A NanoSIMS Investigation on Timescales Recorded in Volcanic Quartz From the Silicic Chon Aike Province (Patagonia)

Textural and chemical differences in coeval rhyolitic effusive and explosive eruptions are commonly observed, and numerical models predict different timescales for the eruption of crystal-rich mushes versus crystal-poor magmas. We compare quartz zonation and diffusion timescales of crystal-rich rhyolitic ignimbrites and crystal-poor rhyolitic lava flows from the Jurassic Chon Aike Province exposed in Patagonia (Argentina). The timescales are assessed by using diffusion modeling based on nanoscale secondary ion mass spectrometry (NanoSIMS) analysis of titanium (Ti) concentration profiles in quartz crystals oriented by image analysis using micro-tomography. Quantitative Ti-data were acquired by SIMS to estimate crystallization temperatures. The textural and geochemical analysis revealed clear differences between crystal-poor rhyolitic lava flows and crystal-rich rhyolitic ignimbrites.
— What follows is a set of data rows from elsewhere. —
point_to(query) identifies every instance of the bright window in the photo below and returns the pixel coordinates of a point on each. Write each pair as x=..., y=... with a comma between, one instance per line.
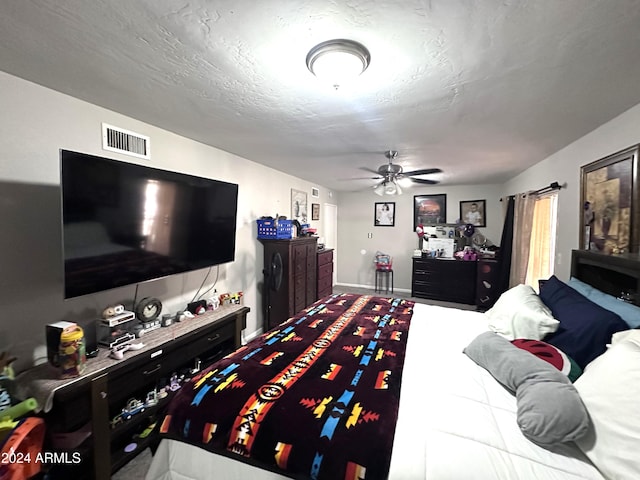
x=542, y=248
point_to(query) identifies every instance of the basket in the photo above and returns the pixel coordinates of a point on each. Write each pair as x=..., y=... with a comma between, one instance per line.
x=268, y=229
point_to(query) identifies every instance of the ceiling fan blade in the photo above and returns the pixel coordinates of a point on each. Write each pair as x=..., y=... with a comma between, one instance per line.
x=366, y=169
x=360, y=178
x=424, y=171
x=424, y=181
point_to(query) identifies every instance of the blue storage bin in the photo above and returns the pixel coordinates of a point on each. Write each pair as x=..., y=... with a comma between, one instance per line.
x=267, y=229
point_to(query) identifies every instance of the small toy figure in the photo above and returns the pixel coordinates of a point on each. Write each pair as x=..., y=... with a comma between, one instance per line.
x=133, y=407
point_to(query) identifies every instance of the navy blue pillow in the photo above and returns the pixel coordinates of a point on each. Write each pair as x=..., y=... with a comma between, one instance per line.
x=585, y=328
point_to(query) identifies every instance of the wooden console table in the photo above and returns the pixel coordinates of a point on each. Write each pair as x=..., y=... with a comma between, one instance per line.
x=96, y=397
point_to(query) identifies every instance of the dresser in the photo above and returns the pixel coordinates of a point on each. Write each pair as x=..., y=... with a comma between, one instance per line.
x=324, y=280
x=443, y=279
x=299, y=277
x=91, y=402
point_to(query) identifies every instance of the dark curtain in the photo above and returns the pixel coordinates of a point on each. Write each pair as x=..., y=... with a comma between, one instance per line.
x=506, y=247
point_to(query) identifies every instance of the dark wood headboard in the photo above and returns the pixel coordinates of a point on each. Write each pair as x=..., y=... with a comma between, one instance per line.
x=612, y=274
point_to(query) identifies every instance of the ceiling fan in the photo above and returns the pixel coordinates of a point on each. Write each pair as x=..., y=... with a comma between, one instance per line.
x=392, y=174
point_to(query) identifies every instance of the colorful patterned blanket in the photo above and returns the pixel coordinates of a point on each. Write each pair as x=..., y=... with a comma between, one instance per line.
x=317, y=397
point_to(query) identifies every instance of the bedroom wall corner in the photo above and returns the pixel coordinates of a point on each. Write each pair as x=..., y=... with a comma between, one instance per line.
x=564, y=166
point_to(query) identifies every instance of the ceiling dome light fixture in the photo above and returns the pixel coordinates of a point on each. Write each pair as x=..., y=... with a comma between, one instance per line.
x=338, y=61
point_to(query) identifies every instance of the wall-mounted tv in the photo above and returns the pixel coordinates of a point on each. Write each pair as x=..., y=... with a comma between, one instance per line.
x=125, y=223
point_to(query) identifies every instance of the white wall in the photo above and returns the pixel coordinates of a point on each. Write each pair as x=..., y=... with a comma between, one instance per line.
x=355, y=223
x=564, y=167
x=35, y=124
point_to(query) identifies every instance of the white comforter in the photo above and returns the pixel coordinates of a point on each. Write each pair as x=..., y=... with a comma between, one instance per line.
x=455, y=421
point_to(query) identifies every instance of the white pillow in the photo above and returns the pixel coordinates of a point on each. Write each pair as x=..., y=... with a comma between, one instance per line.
x=519, y=313
x=609, y=389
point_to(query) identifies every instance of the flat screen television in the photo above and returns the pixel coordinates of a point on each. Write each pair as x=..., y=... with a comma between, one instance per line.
x=125, y=223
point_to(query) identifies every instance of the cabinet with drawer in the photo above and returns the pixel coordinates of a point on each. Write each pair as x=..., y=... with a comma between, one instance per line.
x=92, y=402
x=444, y=279
x=297, y=289
x=324, y=282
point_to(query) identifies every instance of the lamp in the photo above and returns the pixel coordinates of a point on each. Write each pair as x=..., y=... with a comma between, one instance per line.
x=338, y=60
x=388, y=187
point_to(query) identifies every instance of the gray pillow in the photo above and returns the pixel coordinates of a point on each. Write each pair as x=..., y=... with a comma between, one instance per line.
x=550, y=410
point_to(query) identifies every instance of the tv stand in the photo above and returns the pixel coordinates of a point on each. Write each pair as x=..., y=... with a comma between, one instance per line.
x=85, y=407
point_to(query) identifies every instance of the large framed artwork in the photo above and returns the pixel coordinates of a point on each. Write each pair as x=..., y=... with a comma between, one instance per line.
x=473, y=212
x=429, y=209
x=609, y=218
x=384, y=214
x=299, y=205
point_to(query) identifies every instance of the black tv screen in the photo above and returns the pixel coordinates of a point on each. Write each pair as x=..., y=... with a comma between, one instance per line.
x=125, y=223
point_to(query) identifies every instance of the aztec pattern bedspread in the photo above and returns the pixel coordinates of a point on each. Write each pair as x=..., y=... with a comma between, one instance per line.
x=317, y=397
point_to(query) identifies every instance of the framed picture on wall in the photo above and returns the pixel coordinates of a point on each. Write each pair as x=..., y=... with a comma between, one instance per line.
x=429, y=209
x=473, y=212
x=609, y=216
x=384, y=214
x=299, y=205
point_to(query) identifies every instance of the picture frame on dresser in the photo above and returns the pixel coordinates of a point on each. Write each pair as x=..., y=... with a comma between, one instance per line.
x=608, y=190
x=429, y=209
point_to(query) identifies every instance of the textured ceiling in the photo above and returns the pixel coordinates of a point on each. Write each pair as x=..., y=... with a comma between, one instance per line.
x=482, y=89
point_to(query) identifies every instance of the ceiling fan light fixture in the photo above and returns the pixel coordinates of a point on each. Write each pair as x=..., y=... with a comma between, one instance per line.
x=338, y=60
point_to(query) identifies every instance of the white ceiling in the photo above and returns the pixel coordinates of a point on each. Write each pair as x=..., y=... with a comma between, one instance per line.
x=480, y=88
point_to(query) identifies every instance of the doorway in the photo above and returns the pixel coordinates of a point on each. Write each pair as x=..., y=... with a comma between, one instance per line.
x=331, y=234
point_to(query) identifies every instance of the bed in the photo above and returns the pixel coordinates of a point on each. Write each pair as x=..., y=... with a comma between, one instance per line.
x=455, y=417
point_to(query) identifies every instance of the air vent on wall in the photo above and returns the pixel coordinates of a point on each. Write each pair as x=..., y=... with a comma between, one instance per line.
x=123, y=141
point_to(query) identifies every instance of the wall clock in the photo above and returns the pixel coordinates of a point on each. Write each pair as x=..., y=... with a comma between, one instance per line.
x=148, y=309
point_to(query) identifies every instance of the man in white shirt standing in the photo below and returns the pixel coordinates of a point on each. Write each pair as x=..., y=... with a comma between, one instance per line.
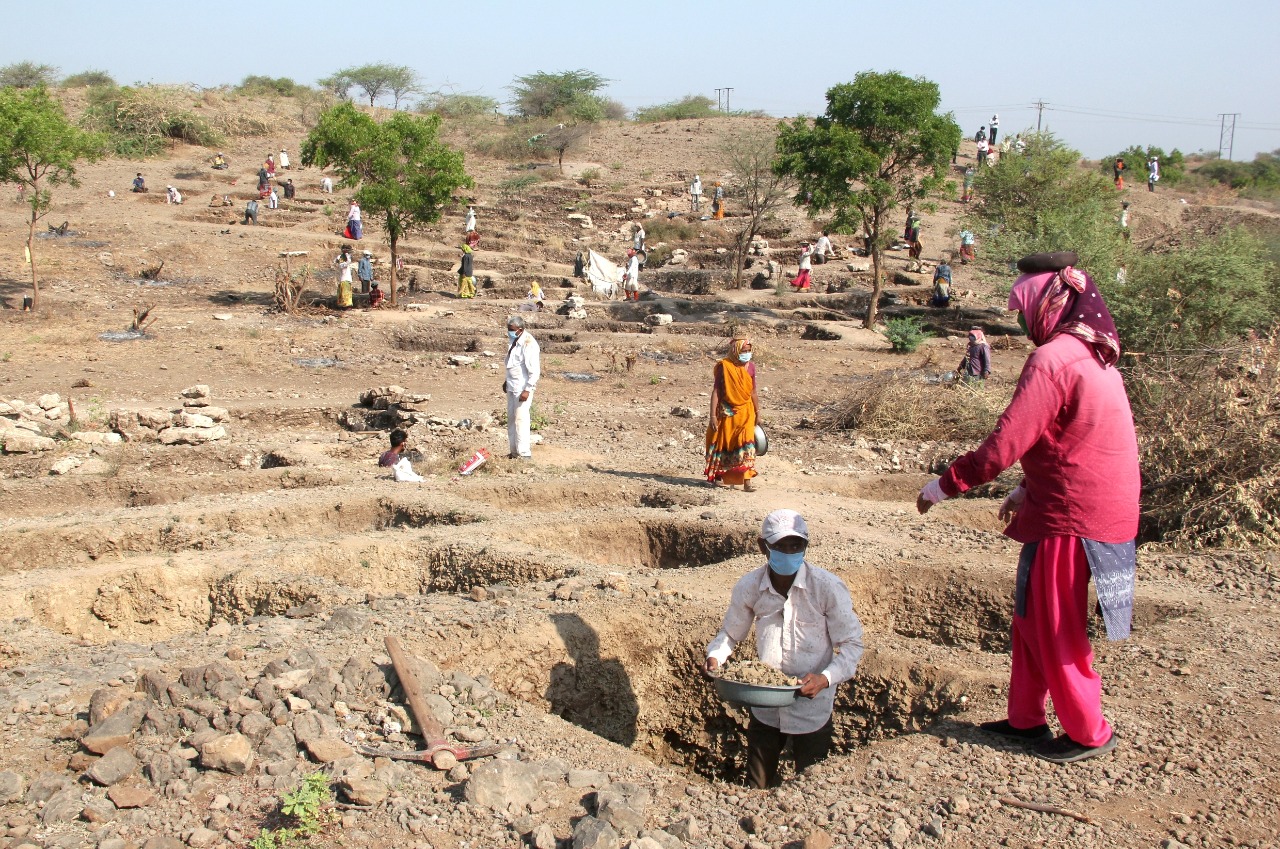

Quartz crystals from rhyolitic lava flows display simple oscillatory cathodoluminescence (CL) zoning interpreted to be magmatic and diffusion chronometry suggest a short timescale for quartz crystallization from 5.6 ± 2.2 to 41.6 ± 9.8 years. Resorption textures are rare, and hence crystals in rhyolitic lava flows recorded a simple, rapid extraction, transport and eruption history for these crystal-poor melts. Rhyolitic ignimbrites, in contrast, reveal complex zoning patterns, reflecting several episodes of partial resorption and growth throughout their crystallization history. The complex quartz zoning textures together with longer diffusion times (<350 years), rather suggest a storage in a mush with fluctuating pressure and temperature conditions leading to intermittent resorption. Yet, a final quartz overgrowth rim occurred over a much shorter timescale in the order of years (<3 years). This implies, that crystal-rich mushes can be re-mobilized very fast, as fast as crystal-poor magmas. The use of in-situ methods with a high spatial resolution, like NanoSIMS, is critical to resolve very short magmatic timescales.